正徳4年12月28日。
近頃、疱瘡が流行る。
円覚院様(徳川吉通)の葬送・廟・霊屋の用務を務めたことで御普請奉行・御作事奉行甚左・丹左、御屋敷奉行安藤加兵衛・津金庄助などに褒美が下される。
加平治などは文左衛門などと一緒に夕暮れに安左で申し渡される。
御普請奉行2人にはこの他に役所でのやりくりが上手であったと銀5枚が下される。
御蔵で切米などが250番まで渡される。
その他江戸の分は残らず渡される。
小塩円右衛門に42両を渡し、その後帯金左近右衛門の者に42両を渡したところ、円右衛門の者が左近右衛門の者に62両だったか云々。

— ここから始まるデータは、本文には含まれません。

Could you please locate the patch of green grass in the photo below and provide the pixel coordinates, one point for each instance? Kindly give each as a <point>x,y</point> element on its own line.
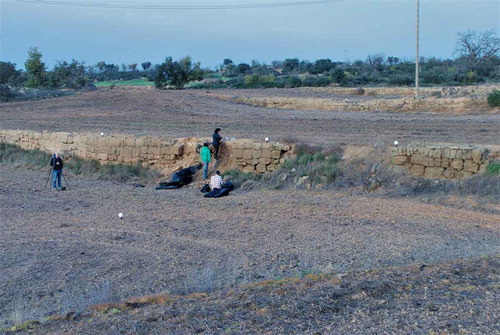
<point>133,82</point>
<point>493,167</point>
<point>27,325</point>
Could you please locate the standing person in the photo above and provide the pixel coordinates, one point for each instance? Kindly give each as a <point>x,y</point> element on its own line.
<point>205,159</point>
<point>57,164</point>
<point>216,181</point>
<point>216,142</point>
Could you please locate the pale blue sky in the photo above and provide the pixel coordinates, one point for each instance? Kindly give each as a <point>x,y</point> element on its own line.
<point>351,29</point>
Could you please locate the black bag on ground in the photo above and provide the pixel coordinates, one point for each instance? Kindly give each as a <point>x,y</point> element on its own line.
<point>219,193</point>
<point>180,178</point>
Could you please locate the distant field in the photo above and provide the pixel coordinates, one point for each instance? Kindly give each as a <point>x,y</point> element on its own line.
<point>135,82</point>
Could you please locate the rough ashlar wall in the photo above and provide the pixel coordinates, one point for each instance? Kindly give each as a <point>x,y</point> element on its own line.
<point>442,161</point>
<point>159,152</point>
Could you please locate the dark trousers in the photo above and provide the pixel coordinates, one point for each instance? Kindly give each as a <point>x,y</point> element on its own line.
<point>216,147</point>
<point>56,178</point>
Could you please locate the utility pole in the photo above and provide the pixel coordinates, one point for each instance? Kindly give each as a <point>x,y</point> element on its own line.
<point>417,55</point>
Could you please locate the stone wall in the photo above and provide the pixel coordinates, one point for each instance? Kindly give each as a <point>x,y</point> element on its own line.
<point>161,153</point>
<point>442,161</point>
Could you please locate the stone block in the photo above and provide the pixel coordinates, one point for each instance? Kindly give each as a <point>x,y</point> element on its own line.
<point>247,154</point>
<point>265,160</point>
<point>420,159</point>
<point>417,170</point>
<point>248,168</point>
<point>102,150</point>
<point>154,150</point>
<point>241,162</point>
<point>237,153</point>
<point>67,147</point>
<point>463,174</point>
<point>449,173</point>
<point>437,153</point>
<point>470,166</point>
<point>483,168</point>
<point>399,160</point>
<point>400,169</point>
<point>276,154</point>
<point>476,156</point>
<point>446,153</point>
<point>102,142</point>
<point>115,142</point>
<point>457,164</point>
<point>433,172</point>
<point>466,154</point>
<point>126,152</point>
<point>261,168</point>
<point>267,145</point>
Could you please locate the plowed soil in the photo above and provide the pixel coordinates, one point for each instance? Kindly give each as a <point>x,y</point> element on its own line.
<point>196,113</point>
<point>434,268</point>
<point>62,251</point>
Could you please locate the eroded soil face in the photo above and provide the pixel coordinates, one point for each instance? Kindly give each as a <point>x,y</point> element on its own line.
<point>196,113</point>
<point>64,250</point>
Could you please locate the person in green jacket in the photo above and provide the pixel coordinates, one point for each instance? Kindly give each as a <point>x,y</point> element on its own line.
<point>205,159</point>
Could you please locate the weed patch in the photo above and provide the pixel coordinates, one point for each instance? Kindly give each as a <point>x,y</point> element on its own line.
<point>493,167</point>
<point>12,154</point>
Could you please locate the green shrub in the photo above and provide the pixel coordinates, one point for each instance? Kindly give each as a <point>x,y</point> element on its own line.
<point>494,98</point>
<point>6,93</point>
<point>493,167</point>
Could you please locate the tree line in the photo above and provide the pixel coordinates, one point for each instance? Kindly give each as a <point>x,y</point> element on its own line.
<point>477,61</point>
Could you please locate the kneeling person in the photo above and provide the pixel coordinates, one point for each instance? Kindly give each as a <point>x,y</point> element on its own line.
<point>216,181</point>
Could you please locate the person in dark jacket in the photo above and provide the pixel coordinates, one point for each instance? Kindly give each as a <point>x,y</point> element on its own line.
<point>57,165</point>
<point>216,142</point>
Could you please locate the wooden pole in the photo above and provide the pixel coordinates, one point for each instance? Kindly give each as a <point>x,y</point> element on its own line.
<point>417,51</point>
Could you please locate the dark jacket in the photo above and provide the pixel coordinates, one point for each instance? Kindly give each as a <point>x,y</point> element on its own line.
<point>56,163</point>
<point>216,138</point>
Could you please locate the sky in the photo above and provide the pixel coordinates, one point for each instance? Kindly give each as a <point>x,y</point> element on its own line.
<point>342,31</point>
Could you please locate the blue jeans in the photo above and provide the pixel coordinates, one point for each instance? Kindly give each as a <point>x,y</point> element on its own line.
<point>56,177</point>
<point>205,170</point>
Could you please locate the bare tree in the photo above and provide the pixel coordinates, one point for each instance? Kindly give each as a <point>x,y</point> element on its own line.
<point>476,47</point>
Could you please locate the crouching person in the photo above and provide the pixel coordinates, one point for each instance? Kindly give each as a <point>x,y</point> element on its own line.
<point>57,165</point>
<point>216,181</point>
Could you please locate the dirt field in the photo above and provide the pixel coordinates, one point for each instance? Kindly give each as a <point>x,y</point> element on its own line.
<point>64,250</point>
<point>196,113</point>
<point>434,268</point>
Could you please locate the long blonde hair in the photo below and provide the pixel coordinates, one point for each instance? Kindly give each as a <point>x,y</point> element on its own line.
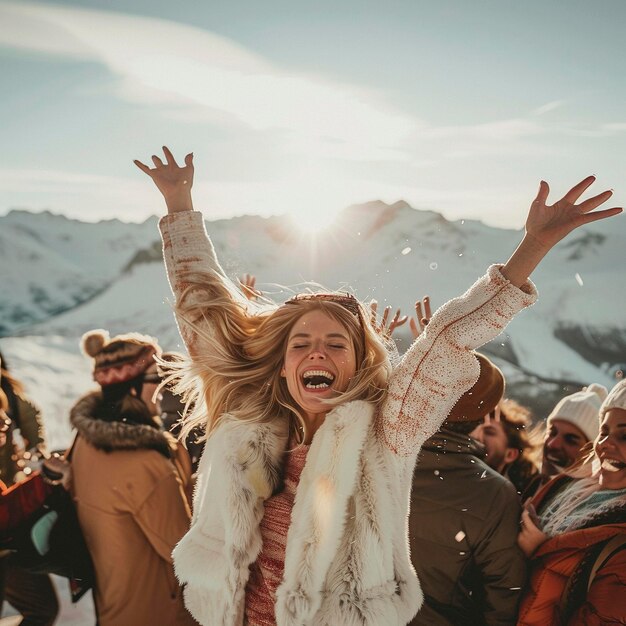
<point>239,374</point>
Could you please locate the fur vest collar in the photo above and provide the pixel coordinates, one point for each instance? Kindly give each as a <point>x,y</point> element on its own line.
<point>110,436</point>
<point>240,468</point>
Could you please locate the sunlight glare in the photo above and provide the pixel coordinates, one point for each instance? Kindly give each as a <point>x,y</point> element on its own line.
<point>313,221</point>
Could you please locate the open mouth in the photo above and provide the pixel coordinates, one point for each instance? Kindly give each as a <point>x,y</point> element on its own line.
<point>317,379</point>
<point>613,465</point>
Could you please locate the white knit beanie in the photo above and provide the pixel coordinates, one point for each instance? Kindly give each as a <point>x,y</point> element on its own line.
<point>582,409</point>
<point>615,400</point>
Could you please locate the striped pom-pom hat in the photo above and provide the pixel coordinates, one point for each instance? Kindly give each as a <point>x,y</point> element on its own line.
<point>121,358</point>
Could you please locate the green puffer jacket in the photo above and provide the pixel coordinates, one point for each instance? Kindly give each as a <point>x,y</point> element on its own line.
<point>463,530</point>
<point>28,420</point>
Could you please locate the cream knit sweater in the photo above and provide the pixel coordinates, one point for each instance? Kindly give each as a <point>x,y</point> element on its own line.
<point>347,557</point>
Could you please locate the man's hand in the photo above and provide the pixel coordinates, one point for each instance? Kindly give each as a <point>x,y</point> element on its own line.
<point>530,536</point>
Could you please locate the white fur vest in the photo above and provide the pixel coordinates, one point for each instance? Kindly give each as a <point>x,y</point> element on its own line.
<point>346,560</point>
<point>347,557</point>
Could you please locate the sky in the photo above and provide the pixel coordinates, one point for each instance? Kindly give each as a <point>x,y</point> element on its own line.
<point>305,108</point>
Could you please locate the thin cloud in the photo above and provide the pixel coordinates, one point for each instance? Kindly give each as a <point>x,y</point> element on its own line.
<point>159,62</point>
<point>549,106</point>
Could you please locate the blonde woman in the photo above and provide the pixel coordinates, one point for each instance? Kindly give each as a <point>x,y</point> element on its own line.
<point>300,511</point>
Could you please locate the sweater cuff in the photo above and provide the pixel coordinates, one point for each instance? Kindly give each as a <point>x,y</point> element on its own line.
<point>523,296</point>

左近右衛門の者が金を手に入れたことをとがめると、私は永らく奉公し、主人の出世もありがたいと云々。
今日の支払併せて20両が不足し、見つからなかったので円右衛門の者になぜ62両と言ったと問い詰めると、別に意味はないと云々。
御蔵の決まりと裸にし、鼻紙袋まで調べたけれど42両しかなかったと云々。
この詮議のためにこの日請け取った家来は何れも夜まで留め置かれた。
いろいろと吟味したけれどわからなかった。